In the year prior to the launch of Fortnite Battle Royale, Epic had been downsizing its QA department, in an attempt to move to automated systems. But the company halted the initiative after Battle Royale hit, and quickly hired new contractors.

“It was cramped, and the offices felt like they’d hardly been cleaned,” said one QA source. “We were really crammed in there. We had four people to a side of a table.

“I remember being in a team meeting and there was a Q&A session at the end, and it was just dead air. Then, one tester came forward and asked about how the company was going to deal with crunch. When is it going to slow down?

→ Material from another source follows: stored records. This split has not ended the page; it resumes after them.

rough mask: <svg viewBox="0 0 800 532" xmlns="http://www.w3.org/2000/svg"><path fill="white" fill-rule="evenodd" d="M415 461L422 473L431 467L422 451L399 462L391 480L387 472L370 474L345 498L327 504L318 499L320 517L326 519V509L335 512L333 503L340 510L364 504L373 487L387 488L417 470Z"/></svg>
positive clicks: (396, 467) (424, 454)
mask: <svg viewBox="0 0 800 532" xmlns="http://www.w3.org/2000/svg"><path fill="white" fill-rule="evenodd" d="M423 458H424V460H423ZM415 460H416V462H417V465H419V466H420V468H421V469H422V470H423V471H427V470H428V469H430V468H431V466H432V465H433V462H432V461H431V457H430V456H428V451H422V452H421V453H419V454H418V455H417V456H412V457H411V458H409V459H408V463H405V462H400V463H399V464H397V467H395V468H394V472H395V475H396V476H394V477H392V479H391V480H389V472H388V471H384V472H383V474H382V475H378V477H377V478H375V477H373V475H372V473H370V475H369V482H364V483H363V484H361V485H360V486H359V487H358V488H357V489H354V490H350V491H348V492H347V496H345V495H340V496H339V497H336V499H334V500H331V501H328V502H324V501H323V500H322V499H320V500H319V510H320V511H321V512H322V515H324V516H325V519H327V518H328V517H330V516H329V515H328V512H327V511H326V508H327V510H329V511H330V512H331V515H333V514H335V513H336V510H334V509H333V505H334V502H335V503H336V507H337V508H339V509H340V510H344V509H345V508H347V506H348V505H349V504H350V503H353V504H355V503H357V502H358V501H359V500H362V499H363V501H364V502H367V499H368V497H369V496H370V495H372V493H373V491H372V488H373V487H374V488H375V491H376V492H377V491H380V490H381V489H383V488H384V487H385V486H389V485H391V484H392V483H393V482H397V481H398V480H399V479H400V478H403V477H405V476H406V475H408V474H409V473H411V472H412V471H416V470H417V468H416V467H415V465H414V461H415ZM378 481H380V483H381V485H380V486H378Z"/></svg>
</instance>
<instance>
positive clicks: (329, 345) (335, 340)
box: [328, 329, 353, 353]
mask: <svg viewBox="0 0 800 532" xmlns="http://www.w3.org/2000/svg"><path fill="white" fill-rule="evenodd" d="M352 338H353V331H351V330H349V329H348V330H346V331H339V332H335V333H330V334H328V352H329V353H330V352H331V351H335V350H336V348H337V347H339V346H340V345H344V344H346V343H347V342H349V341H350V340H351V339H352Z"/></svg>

The mood of the room shifted. And the manager said they were trying to figure it out. It was an answer that was not an answer. Very shortly after that, the tester who asked the question left the company.”

Epic sought to alleviate the severe crunch by implementing two-week schedules for updates, which included patches and new features. It also introduced shifts. But the situation did not improve.

“If a build went out into the wild and there was a negative reaction, then someone at the top would say, ‘We need to change that,’” one source said, “and everyone would be pulled in from what they were doing, and people were told to cancel their plans, because they were going to crunch until this was done. It was never-ending. It’s great for supporting the community and for the public. But that comes at a cost.”

At various points, Epic executives have sent out directives that overtime is voluntary, and must not be demanded. But on the ground, this has had little effect.

“The younger people are especially vulnerable,” said one source. “I try to tell them to go home, but they say, ‘I want to get on and be promoted. I need to be here to do that.’ The competition is very high, they are ambitious, and they think it’s fine to work a 100-hour week.

“It’s killing people. Something has to change. I can’t see how we can go on like this for another year. At first, it was fine, because Fortnite was a big success and that felt good. We were solving problems that were new for Epic: how to run a big, global game as an online service. But now the workload is just endless.”